São meras hipóteses e o mais certo é nenhum de nós estar cá no futuro para ver in loco se alguma destas hipóteses se confirma. Mas isto não nos impede de tentar adivinhar. Faça connosco esta viagem sobre como poderemos ser num futuro muito distante.
Passaram pouco mais de 150 anos desde que Charles Darwin publicou a sua polémica obra "A Origem das Espécies", livro basilar no estudo da evolução humana. Ridicularizado por muitos dos seus contemporâneos, a verdade é que a ciência tem dado razão à ideia geral que Darwin apresentou.

Hoje sabemos mais sobre os nossos antepassados, através da recolha e do estudo dos mais diversos fósseis. Talvez por isso já não nos pareça tão chocante a imagem acima, que ilustra este artigo. Os olhos gigantescos são a primeira coisa que salta à vista no trabalho desenvolvido pelo investigador e designer Nickolay Lamm, com o apoio do técnico computacional Alan Kwan.

Lamm imaginou como seremos daqui a cem mil anos, partindo do pressuposto que até ao ano 102013 a tecnologia humana continuará a desenvolver-se de forma consistente e o ser humano não provocará a sua própria extinção. Vemos a foto e dificilmente nos reconhecemos naqueles olhos gigantescos. Mas se algum australopiteco ou um dos seus sucedâneos andasse hoje entre nós, certamente também estranharíamos aqueles crânios e maxilares. Convém, por isso, manter uma mente aberta. E foi precisamente com esse espírito que o MSN Saúde e Bem-estar contactou por e-mail o próprio Lamm, para que nos esclarecesse um pouco sobre o possível aspecto dos nossos descendentes.

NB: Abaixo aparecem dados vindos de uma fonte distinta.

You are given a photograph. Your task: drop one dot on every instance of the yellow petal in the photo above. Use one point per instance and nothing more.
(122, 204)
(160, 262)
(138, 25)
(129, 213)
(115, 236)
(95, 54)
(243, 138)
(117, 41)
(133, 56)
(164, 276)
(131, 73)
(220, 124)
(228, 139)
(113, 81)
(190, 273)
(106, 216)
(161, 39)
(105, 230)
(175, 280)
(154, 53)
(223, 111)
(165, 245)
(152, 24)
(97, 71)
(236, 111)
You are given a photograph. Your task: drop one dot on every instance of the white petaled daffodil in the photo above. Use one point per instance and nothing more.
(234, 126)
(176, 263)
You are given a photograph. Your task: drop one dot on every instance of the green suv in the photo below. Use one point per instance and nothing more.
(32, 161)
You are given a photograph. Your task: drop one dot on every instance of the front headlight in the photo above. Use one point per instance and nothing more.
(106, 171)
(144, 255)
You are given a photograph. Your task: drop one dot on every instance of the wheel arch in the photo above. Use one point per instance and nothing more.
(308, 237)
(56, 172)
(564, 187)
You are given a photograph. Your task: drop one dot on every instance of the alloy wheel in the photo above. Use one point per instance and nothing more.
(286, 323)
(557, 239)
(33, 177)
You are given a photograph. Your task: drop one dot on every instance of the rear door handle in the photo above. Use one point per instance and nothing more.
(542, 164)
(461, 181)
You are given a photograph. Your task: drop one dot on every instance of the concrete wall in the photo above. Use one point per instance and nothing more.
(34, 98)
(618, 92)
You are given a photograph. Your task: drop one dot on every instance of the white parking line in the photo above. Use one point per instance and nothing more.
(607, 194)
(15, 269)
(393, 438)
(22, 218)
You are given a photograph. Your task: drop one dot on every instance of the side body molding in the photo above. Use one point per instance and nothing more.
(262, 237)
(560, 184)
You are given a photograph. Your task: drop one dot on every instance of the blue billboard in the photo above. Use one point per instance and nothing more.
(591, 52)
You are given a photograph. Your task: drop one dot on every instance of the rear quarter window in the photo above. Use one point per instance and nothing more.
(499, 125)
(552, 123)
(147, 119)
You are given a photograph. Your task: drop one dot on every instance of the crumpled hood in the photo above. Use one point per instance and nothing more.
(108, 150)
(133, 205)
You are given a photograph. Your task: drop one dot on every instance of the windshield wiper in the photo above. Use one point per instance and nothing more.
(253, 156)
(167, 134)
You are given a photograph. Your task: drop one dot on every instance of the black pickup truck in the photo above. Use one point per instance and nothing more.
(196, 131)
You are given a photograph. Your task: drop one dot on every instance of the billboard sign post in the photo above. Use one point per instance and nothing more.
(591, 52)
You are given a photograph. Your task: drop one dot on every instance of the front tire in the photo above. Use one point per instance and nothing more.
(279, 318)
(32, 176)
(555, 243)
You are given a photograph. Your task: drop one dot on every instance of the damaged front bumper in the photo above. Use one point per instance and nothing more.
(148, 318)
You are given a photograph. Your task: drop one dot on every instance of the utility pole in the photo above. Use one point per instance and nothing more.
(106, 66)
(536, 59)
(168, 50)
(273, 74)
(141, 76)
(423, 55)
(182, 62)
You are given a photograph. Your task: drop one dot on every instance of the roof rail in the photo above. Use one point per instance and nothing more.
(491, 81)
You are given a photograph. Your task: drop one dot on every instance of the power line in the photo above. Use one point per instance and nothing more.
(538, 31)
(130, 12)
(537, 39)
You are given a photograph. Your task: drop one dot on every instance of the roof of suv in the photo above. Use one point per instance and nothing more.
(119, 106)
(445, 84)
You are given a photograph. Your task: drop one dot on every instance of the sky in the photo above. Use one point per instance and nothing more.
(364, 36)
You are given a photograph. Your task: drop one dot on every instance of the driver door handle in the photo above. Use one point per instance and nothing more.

Lamm respondeu. Mas antes de seguirmos viagem rumo ao futuro, é importante recordar um pouco de como chegámos até aqui.

Como é que isto acontece?

A seleção natural das espécies é processo pelo qual os organismos mudam ao longo do tempo, adaptando-se ao ambiente envolvente e transmitindo as características genéticas às gerações seguintes. É uma forma de a natureza nos dizer que só os mais fortes sobrevivem, no sentido em que estes são não só os que têm maior capacidade de sobrevivência no presente, mas também a longo prazo (já que são os que mantém as condições de se reproduzirem, levando as suas características genéticas às gerações seguintes).

O que Darwin observou nas ilhas Galápagos ainda no século XIX foi que as espécies ali existentes, por se encontrarem isoladas das restantes e desenvolverem-se naquele ambiente específico, ganharam características próprias.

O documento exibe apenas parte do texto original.